An audiophile friend of mine came over for a listening session yesterday and my set sounded better than I ever heard it. It turns out that I raised the volume control higher than normal, I guess to impress him.
Normally I place it around 12 to 1 o’clock. Yesterday I put it at between 2 and 3 o’clock.
Wow! What a difference. the room shook with the orchestra and organ at full tilt.
I was previously hesitant to push the volume much past 12 o’clock for fear of distorting the sound.
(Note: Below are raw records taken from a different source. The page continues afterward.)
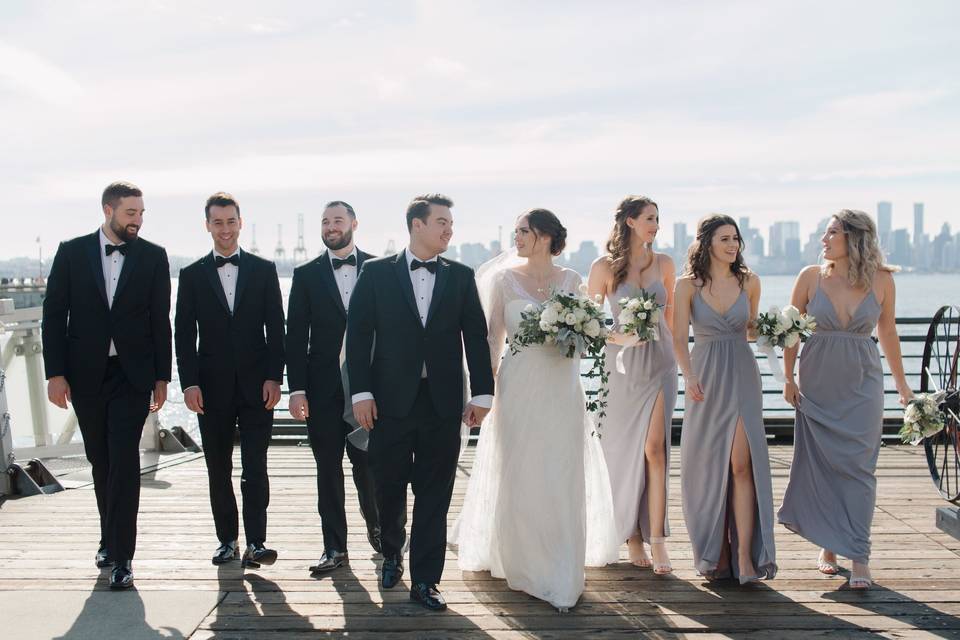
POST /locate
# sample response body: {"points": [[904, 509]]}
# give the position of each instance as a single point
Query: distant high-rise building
{"points": [[917, 223], [780, 234], [884, 222], [900, 247]]}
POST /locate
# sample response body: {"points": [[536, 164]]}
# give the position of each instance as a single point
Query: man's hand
{"points": [[271, 394], [58, 391], [299, 407], [365, 412], [193, 399], [474, 415], [159, 396]]}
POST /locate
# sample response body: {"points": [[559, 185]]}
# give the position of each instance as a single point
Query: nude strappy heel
{"points": [[660, 568]]}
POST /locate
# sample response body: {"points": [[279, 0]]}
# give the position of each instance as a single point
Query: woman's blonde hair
{"points": [[863, 249]]}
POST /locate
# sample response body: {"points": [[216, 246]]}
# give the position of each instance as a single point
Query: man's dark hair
{"points": [[341, 203], [420, 207], [220, 199], [117, 190]]}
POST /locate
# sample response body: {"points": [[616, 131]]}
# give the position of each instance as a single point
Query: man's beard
{"points": [[122, 233], [345, 241]]}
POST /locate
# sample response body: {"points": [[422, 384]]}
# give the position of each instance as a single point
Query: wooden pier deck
{"points": [[50, 588]]}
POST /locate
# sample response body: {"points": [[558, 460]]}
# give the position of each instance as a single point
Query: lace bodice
{"points": [[510, 297]]}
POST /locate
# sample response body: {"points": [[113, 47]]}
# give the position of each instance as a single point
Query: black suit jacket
{"points": [[383, 305], [78, 324], [244, 347], [316, 322]]}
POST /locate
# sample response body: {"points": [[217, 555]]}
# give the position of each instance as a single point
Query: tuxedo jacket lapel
{"points": [[129, 263], [243, 276], [96, 263], [402, 271], [443, 274], [210, 269], [328, 277]]}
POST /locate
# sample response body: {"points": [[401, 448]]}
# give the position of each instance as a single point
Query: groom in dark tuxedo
{"points": [[231, 299], [316, 322], [106, 348], [418, 312]]}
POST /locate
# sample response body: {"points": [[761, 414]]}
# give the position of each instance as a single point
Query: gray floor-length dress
{"points": [[832, 489], [651, 369], [727, 369]]}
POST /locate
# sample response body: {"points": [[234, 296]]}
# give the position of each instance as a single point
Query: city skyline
{"points": [[767, 111]]}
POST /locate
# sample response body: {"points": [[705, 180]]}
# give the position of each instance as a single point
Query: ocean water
{"points": [[918, 295]]}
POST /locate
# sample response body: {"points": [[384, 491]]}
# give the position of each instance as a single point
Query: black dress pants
{"points": [[420, 449], [111, 423], [328, 439], [217, 428]]}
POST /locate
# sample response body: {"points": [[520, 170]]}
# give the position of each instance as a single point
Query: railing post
{"points": [[31, 349]]}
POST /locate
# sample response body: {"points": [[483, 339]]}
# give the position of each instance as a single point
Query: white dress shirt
{"points": [[112, 266], [346, 279], [423, 281], [345, 276], [228, 277], [228, 280]]}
There was no distortion whatsoever, just clean, beautiful, powerful sound.

Lesson learned!
128x128rvpiano
AS we age, we lose higher, then middle frequencies.  Playing louder allows us to blend them better.  I often turn up the volume until just before the clipping indicators come on, then lower it about a notch.  Seriously 12-1:00.  I rarely go past 10, and my amp and preamps are matched sets.
Years ago when I was young & had a huge 2-channel system in the LR, I did very little low-volume listening. It was all medium volume on up. That was then...

Now with the constrained space desktop system in my home office, things are very different. I listen to low volume music ~60-70 hrs/week. I've been extremely lucky to find some components that play very well at low volumes. True, without a loudness contour switch the deep bass is harder to hear--but with a good sub and speakers that have robust mid- and lower-bass capability, enough bass comes through.

I've owned equipment that for one reason or other only sounded good at higher volumes. That was a dispiriting, futile feeling..."chasing" volume is proof that you need better equipment IMO.
As has been mentioned above, if the mixing and mastering engineers had good ears, the recording will sound most balanced at the level they used in the studio. Usually pretty damn loud.
@ rvpiano
Do you have a radio shack SPL meter?  If not, download a free SPL app on your phone and measure the volume you were accustomed to and then this newfound sweet zone?  I am very curious as to the two levels where you found this improvement.  I am usually in the 80-85db zone.  Sometimes when I have had a few drinks and put on a record that I really love I will get up in the 90s, but rarely more.

@millercarbon 
What levels have you suggested to get the most out of recordings?  I don't recall seeing your comments on this.
Dhite,

I’ve done some decibel testing. Right around 85db-90db at peak volume.